Sunday, April 18, 2010


When I go out on a Saturday night, I try not to stay out *too* late and I usually don’t drink. But last night there was Champagne, so what’s a girl to do?! Carpe Par-TAY, of course! I had a great time! Between the bubbly and the night of wild dancing, I was a bit worse for the wear this morning. I had managed to squeeze in about 5 hours of sleep before heading to the Shala. Fortunately, it was a led Primary this morning and started later, at 9 (unfortunately, I had a long, long day ahead of me with a workshop in the afternoon)

I had no idea what to expect from my practice, given my lack of sleep, but it was fine. In fact, I really enjoyed it. The Shala was less crowded than I expected, so we had space to spread out. I rolled every Chakrasana, but skipped the post Urdhva Dhanurasana roll. And my neck is a tiny bit sore. This is obviously a learning process for me. As I child, I never liked to turn somersaults very much!

Today’s led Primary felt easier than the one a couple of weeks ago. I think the room was cooler, which helped me keep a clearer head during the practice. I had better balance during Utthita Hasta Padangusthasana today, despite no assistance. Teacher P had to corral my Turtle, helped me bind in Supta K.
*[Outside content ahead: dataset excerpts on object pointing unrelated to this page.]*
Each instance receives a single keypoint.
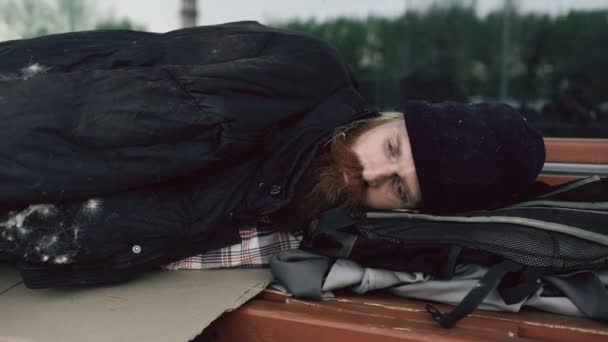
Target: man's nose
(375, 176)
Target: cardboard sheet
(160, 306)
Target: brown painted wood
(274, 316)
(277, 317)
(557, 179)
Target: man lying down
(124, 151)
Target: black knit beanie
(471, 156)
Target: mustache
(339, 178)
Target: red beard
(333, 179)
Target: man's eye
(400, 189)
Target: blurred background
(547, 57)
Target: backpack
(561, 232)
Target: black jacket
(145, 148)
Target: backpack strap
(586, 291)
(473, 299)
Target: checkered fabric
(255, 250)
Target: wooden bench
(274, 316)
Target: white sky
(162, 15)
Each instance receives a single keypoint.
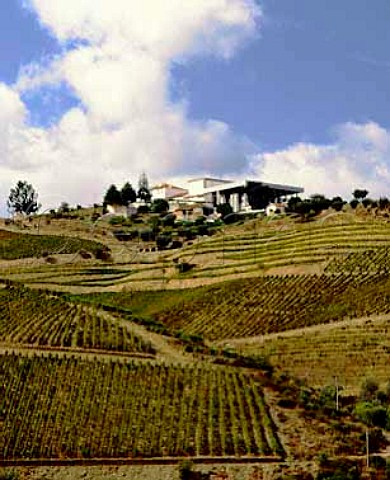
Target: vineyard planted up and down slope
(262, 305)
(63, 407)
(35, 318)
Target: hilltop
(232, 338)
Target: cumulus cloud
(117, 59)
(357, 158)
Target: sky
(94, 92)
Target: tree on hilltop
(113, 196)
(359, 194)
(143, 188)
(128, 194)
(23, 199)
The discussion afterward was really interesting. A few days ago, I was trying to describe Astanga to a friend and I came up with the analogy of Martial Arts to convey the culture of daily practice and building a relationship with a teacher. I was surprised when Teacher R brought up this same analogy in the discussion. I think it’s very apt. I asked a question that had been nagging me about backbending and Kundalini and clearing space in the Sushumna. In retrospect, I think what I was *really* asking is this: “Why am I doing this?” To their credit, the teachers mainly addressed the heart of the question.
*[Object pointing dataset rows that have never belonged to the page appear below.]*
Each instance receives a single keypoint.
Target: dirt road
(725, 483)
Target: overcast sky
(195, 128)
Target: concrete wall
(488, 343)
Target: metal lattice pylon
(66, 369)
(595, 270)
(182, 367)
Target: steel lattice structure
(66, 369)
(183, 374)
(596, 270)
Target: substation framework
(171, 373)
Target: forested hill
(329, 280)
The discussion that emerged gave me some food for thought, mainly along the lines of trusting the process and trusting your teachers and just *doing* the practice. The idea of ‘beginners mind’ came up, being open to the practice and what it can teach us. I came home to a post Christine had written on Yoga Sutra 1.32. She observed: “At this point in my journey through the Yoga Sutras, I'm starting to wonder if the whole book couldn't be summed up by Pattabhi Jois when he said "Practice and all is coming." Patanjali's main theme thus far seems to be: Choose a practice. Keep practicing.”

It felt like my entire day has followed this theme: We keep practising and it’s the practice itself that becomes the POINT. Not the Kundalini or the emerging Siddhis (yogic super-powers) or the Yoga Butt or the Man Arms (*waves at Liz*) or the next pose in the series or Standing up from Urdhva Dhanurasana.
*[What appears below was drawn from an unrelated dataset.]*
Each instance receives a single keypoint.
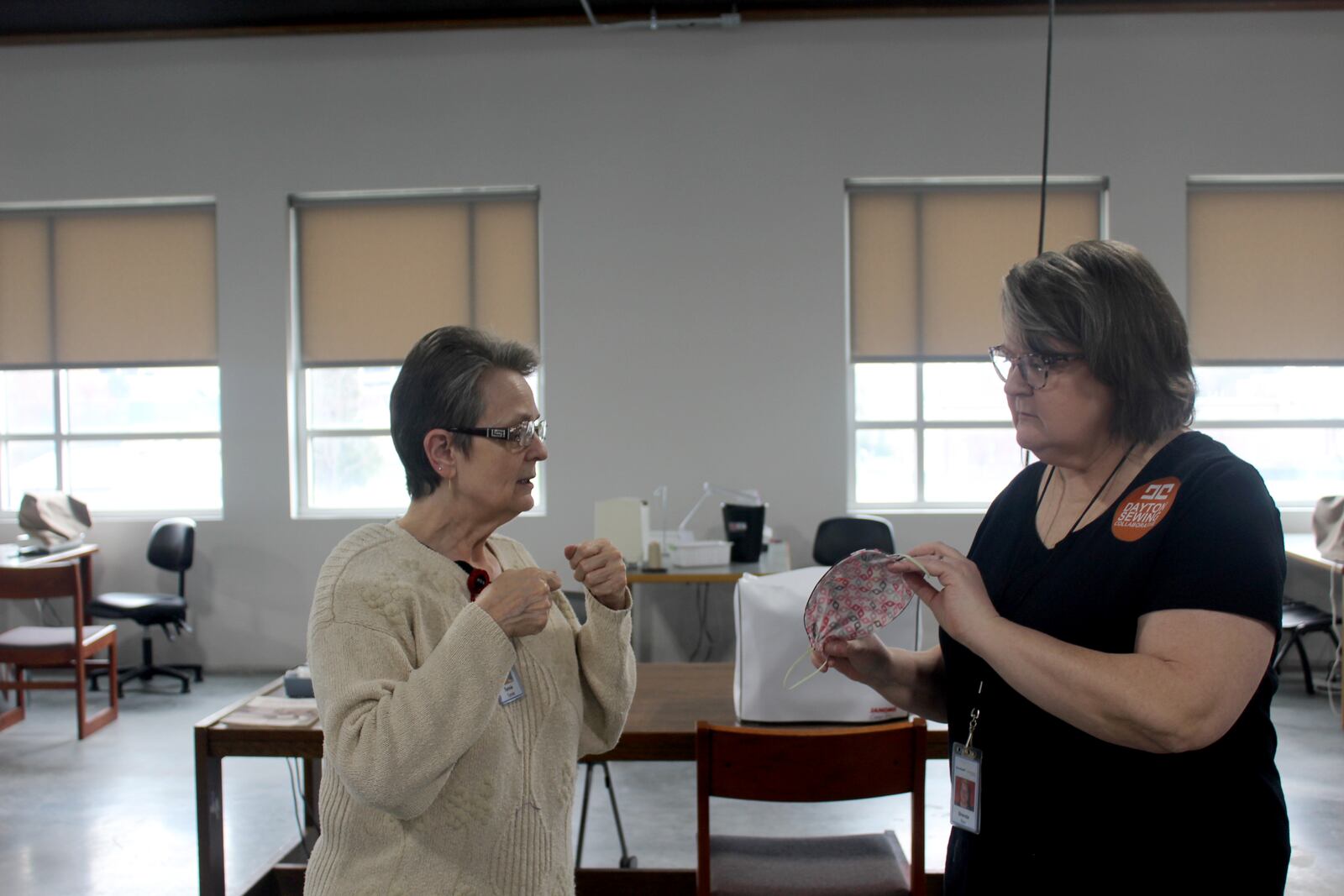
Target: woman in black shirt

I spent my entire afternoon chewing on that very last item, because that’s what the workshop was about. I came home from the workshop absolutely FRIED and I’m still exhausted. My legs are like jello and I’m so exhausted, I feel numb.

Workshop report tomorrow. Now: bed.


Christine said...

so beautifully written! I love your reference to beginner's mind...I need frequent reminders of that!

Kaivalya said...

I forgotten to create a link to your blog in this post. I've done so now. Thanks for the inspiring words - they were serendipitous!